# Info request- Torpado



## slowride (Sep 13, 2018)

Hi folks. Could someone tell me anything about this bike? Have only 1 picture . Many thanks.


----------



## juvela (Sep 13, 2018)

-----

Torpado cycles are made in Padova Italy by a company called Torresini.

This one looks to date from the early 1980's.

Appears to be about two models down from top in the range.

Brake levers do not look original, they appear earlier than bicycle.

Frame looks to be built with one of the BOCAMA Competition lug patterns such as 76 or 78.
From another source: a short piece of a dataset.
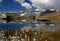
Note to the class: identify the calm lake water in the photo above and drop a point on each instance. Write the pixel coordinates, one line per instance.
(15, 25)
There is information about this maker here -

http://www.classicrendezvous.com/Italy/Torpado/torpado_main.htm

Here is a catalogue from near to the time of the machine -

http://bulgier.net/pics/bike/Catalogs/torpado/

Torresini was also the maker for the Italvega brand cycles produced from about 1972 to 1976 for a U.S. distributor in California.

Manufacturer web sites -

http://www.torpado.com/

http://www.cicliesperia.it/b_torpado.html

Forum discussion thread dedicated exclusively to Torpado bicycles -

Show us your Torpado!!! - Page 4 - Bike Forums

-----


----------



## slowride (Sep 14, 2018)

Many thanks @juvela! From catalog appears to be the Nuevo Sprint model. Trying to contact seller but only silence...


----------